Pope Francis presents himself as the conscience of Europe in his vociferous denunciation of anti-immigration sentiment. His rhetoric against anti-immigration views manifests the self-righteousness of a religious leader tone-deaf to the anxieties of the average European. In January 2018, he labeled anti-immigrant views a “sin” and urged people to overcome their fears that these new arrivals might “disturb the established order” of their local communities. Actually, there is plenty of evidence that these “newly arrived” migrants are already disturbing the “established order.” It is not misplaced anxiety. Moreover, fearing the wave of immigration washing over Europe is not the same as hating immigrants per se, any more than fearing a flood is the same as hating water.

The Misplaced Conscience of Pope Francis

While Pope Francis is quick to denounce anti-immigration rhetoric as demagogic, his own rhetoric is hyperbolic. He decried anti-immigration views as sinful at a special Mass held at St. Peter’s Basilica in early January, attended by several thousand migrants, refugees and immigrants from 49 countries. He called for the new arrivals to “know and respect the laws, the culture and the traditions of countries that take them in,” but he was most vehement in lecturing native Europeans to “open themselves without prejudices to [the immigrants’] rich diversity, to understand the hopes and potential of the newly arrived as well as their fears and vulnerabilities.” He added, “Having doubts and fears is not a sin. The sin is to allow these fears to determine our responses, to limit our choices, to compromise respect and generosity, to feed hostility and rejection.” Elaborating, he said, “The sin is to refuse to encounter the other, the different neighbor,” instead of seeing it as a “privileged opportunity” to encounter God.

The pope praised the global campaign “Share the Journey” launched by Caritas Internationalis, a Rome-based federation of Catholic charitable agencies that welcome refugees and assist their families. “I encourage you to support this praise- worthy initiative of our solidarity with our many brothers and sisters in need,” he exhorted native Europeans, as “a sign of a Church that tries to be open, inclusive and welcoming.” Widely extending his arms, he declared, “Just like this, arms wide open, ready for a sincere, affectionate, enveloping embrace.”

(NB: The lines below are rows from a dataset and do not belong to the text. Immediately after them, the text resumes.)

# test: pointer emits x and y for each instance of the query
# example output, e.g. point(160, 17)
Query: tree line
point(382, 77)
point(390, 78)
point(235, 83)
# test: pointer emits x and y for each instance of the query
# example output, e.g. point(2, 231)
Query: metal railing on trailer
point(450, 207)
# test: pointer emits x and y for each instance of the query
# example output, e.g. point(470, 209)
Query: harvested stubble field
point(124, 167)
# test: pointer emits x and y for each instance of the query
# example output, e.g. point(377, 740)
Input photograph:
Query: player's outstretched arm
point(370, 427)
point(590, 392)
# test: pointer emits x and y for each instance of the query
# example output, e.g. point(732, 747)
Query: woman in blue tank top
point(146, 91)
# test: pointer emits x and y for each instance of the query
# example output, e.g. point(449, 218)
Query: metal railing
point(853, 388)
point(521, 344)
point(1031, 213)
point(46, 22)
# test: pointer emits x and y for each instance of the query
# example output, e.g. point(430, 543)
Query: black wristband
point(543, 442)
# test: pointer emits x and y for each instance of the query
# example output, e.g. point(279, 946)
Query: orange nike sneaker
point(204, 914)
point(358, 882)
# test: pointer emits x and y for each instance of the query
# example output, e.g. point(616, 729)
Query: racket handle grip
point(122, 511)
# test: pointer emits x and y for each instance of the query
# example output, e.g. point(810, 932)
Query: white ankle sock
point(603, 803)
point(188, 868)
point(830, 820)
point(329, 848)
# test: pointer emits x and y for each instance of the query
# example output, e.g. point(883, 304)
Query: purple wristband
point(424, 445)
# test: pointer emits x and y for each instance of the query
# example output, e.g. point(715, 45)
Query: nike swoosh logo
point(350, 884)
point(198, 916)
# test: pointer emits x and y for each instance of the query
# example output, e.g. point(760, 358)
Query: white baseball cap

The pontiff’s calls for generosity toward newly arrived refugees extend beyond just charitable acts. In August 2017 he adjured governments around the world to relax their immigration laws. He urged Catholics to lobby their governments to be more welcoming to migrants and to promote United Nations compacts on immigration and refugees. He was specific in what governments should do: simplify their visa system, stop the detention of underage immigrants, give work permits to refugees and asylum seekers, and guarantee the right of all migrants to practice their religion.By offering specifics for immigration reform, Pope Francis presents himself not only as a spokesman for the Catholic faithful, but as a policy expert.

Understanding that the calls for border control involve for many an issue of national security, Pope Francis took on the issue directly, placing the safety of refugees and immigrants above national security. “The principle of the human person, firmly stated by my beloved predecessor Benedict XVI, obliges us to always prioritize personal safety over national security,” he said. This distinction between national security and personal safety seemingly ignores the problem that without national security, personal safety becomes meaningless.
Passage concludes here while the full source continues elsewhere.